But if a star system were surrounded by a Dyson Swarm, millions or even billions of free floating habitats and space stations orbiting the star, that's actually something we could detect. We know that isn't happening all over the galaxy, because we actually probably wouldn't miss that.
The Malthusian Theory. Generally considered invalid these days.
I don't think that's accurate to say at all. If anything, our current climate crisis points out that there are potentially multiple ways that we are nearing population limits. Sure, we could move to cleaner energy and prevent population growth from impacting the planet, but we aren't doing that, not fast enough.
We keep using more and more land for farming, and that often means destroying existing habitats, which has a real ecological cost. We could prevent the destruction of more habitats with advances in vertical farming, but generally speaking, those methods require more energy and have larger carbon footprints.
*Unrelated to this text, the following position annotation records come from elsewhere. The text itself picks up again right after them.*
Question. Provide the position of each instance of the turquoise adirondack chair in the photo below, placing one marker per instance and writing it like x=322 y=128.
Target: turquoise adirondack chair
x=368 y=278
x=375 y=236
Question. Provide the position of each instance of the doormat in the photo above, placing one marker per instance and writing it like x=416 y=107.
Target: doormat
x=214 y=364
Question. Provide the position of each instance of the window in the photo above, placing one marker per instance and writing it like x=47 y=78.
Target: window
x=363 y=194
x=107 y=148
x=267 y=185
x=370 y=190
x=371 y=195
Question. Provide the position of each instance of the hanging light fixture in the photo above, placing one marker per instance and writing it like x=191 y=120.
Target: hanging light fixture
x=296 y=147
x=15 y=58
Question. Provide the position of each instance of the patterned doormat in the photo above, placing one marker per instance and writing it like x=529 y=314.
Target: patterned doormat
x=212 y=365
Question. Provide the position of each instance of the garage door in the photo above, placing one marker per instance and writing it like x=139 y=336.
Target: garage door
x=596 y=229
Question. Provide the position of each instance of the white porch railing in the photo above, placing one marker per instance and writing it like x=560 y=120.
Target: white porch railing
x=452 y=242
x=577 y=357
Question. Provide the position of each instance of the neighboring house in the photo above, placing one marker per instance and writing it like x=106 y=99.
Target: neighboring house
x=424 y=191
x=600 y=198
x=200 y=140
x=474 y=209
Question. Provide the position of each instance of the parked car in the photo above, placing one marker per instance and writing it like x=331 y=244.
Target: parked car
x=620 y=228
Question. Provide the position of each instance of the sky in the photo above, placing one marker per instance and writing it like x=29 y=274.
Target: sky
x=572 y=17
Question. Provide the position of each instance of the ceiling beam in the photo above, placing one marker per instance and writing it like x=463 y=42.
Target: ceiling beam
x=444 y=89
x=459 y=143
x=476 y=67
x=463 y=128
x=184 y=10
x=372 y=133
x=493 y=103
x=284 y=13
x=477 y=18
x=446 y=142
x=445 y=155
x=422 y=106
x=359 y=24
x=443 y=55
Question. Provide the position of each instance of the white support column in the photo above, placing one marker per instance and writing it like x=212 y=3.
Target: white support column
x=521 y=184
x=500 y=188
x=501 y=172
And ultimately, even if agricultural techniques keep up, there are simply other limits. For instance, you can't just generate more energy forever. Even with a mastery of fusion power, making free energy out of water, at some point the generation and use of energy heats the planet too much directly. You don't reach that point until your generating energy for trillions of people, but that's a hard limit, boiling the planet is not an option.
I'm thinking when human populations reach excessive densities, some plague will come along and thin us out. We're probably in that zone already.